Thriving TwentyOne to Golden TwentyTwo

June is my favorite month ever family! There are a couple reasons why I love the month of June and one of those reasons is simply because it represents the halfway point of the year. June gives me a chance to evaluate the things I have done throughout the year so far and to make necessary adjustments. I also love the month of June because it is the month I made my grand entrance into the world! On June 14th 2019, I would have made 22 trips around the sun. Ahhhhh God is super faithful.

This blog post will be super casual because I simply wanted to share the reasons behind the adjectives I use to describe my year and my expectations for the new year. The adjectives I use to describe my year came to me because I once saw someone I looked up to use adjectives to describe her year as well. However, a couple years ago the Lord casually told me to ask Him what was on His heart for my new year of life and that is when I started taking the whole thing seriously. Some people simply thought that I created a word for my year because I am extra however this Word has proven to be a prophetic statement into my new year.
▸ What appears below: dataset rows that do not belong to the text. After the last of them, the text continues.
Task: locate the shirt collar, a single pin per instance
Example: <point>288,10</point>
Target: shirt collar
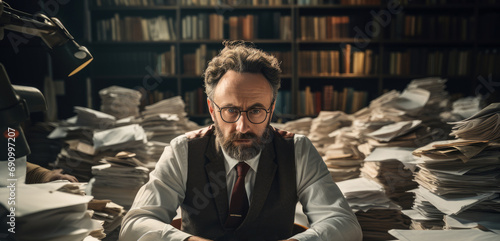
<point>231,162</point>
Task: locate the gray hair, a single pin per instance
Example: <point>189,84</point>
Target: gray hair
<point>242,57</point>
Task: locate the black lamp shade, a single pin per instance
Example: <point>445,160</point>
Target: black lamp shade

Let me speak a little about how Thriving Twenty One became a thing. Last year was one of the hardest years of my life. I probably would not get through this session without shedding a tear but to be real with you guys, last year was a year of such pruning. In the beginning of that year, I hit rock bottom in my Christian walk. I could not found a way to get up and I figured that I would just lay down and die. I literally lost everything I thought I had to find comfort in and I was left broken. I remember backsliding in my faith and not knowing how or when I got to that point in my life. The truth was that I was not excited to turn 21 years old because at this point I was just ready for God to be done with me. However, that summer the Lord still came to me and strengthened my feeble knees so that I could stand again. That season of my life, the Lord took me back to the basics of my faith so that I could understand who He was. I learned how to crawl, walk, run all over again. In May of 2019, the Lord gave me the Word “Thrive” for my new year. The only explanation He gave for that Word was that He wanted me to become everything He already had in mind this year.

The Lord simply wanted me to align my thoughts with His thoughts and to give up my ways for His ways. To thrive was to simply grow into the woman God called me to be and to be that woman unapologetically. To become all God had called me to, I had to give up a lot of things and to seek God more than ever before. This year, I can truly say that I thrived. Praise God because I was able to achieve a lot this year but I thrived because I grew into a woman after God’s heart. This trip around the sun, I was able to achieve great victories, I was able to walk in my calling more boldly and to love the Lord a lot more.

But this year, I am prophetically declaring it to be my Golden TwentyTwo. When God gave me the word Golden, He allowed me to see that this year will be a lot where He will be processing a lot of things in my life so that I can shine forth like gold. This year will be a year where God shows off His glory in my life. I am super excited for this trip around the sun and I cannot wait to see everything God does.